彼の妻はデズデモーナ。ヴェネチアの貴族の娘です。オセローの武勇談やそれに伴う孤独な半生の話を聞くうち、彼を愛し始め、人種や年齢の壁を越えて、父には秘密で結婚。
これらのことは劇中では事後報告されるのみです。つまりシェイクスピアは、はじめに完璧な愛で結ばれた二人を作り上げているわけ。
〔オセロー(ローレンス・オリビエ)とデズデモーナ(マギー・スミス) 1965年〕
*オリビエは黒塗り。マギー・スミスと言えば最近は『ハリー・ポッター』シリーズのマクゴナガル先生で有名ですね。
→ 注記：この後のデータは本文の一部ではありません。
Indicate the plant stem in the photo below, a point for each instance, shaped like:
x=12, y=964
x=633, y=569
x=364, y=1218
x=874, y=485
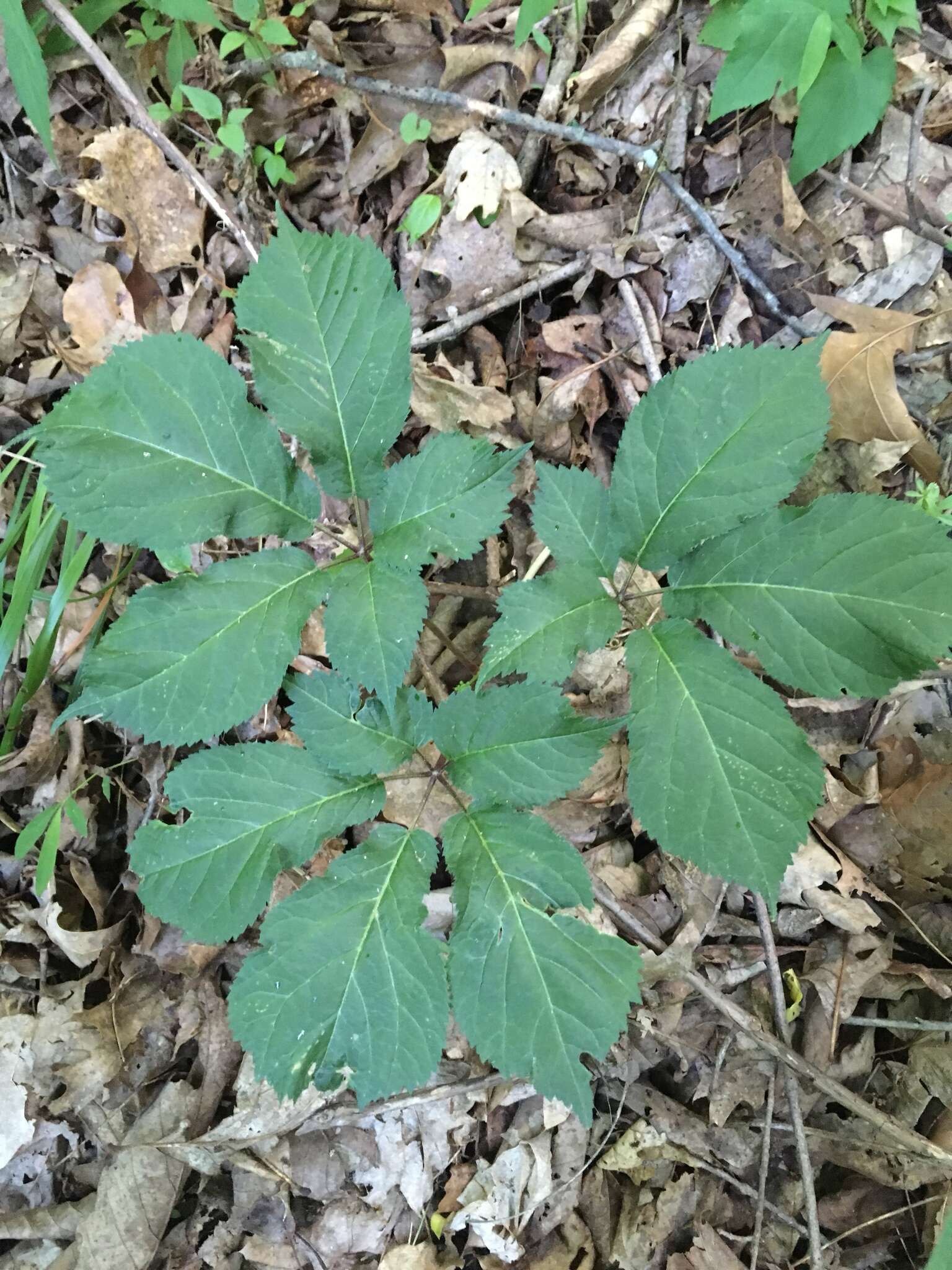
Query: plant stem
x=790, y=1081
x=306, y=60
そんな完璧な愛で結ばれた二人を破滅させるために、シェイクスピアは悪役イアーゴを登場させ、舞台をヴェネチアからキプロス島へ移します。閉鎖された空間の中へ。
イアーゴは登場人物たちの間をうまく立ち回り、ささやきかけ、劇の進行そのものを支配します。そしてオセローに、デズデモーナが自分の副官キャシオーと不倫の関係にあると騙し、嫉妬に狂ったオセローは妻を絞め殺してしまうのです。
『ハムレット』『リア王』『マクベス』と共に、シェイクスピアの傑作四大悲劇の一つに挙げられている『オセロー』。
小学六年生で『リア王』を知り、新潮文庫でシェイクスピアを読んでいった私が、中学・高校時分に一番よく読んだのがこの『オセロー』でした。
まず『オセロー』が他の悲劇よりもわかりやすいからです。閉鎖された空間で、夫婦と彼らを巡る少数の人々。これは家庭劇であり、愛の悲劇なのです。
次にオセローが武人であったこと。
肌が黒いことを、敵対者には影で揶揄されながらも、彼自身の輝かしいキャリアと高潔な人格は、誰しも認めるところでした。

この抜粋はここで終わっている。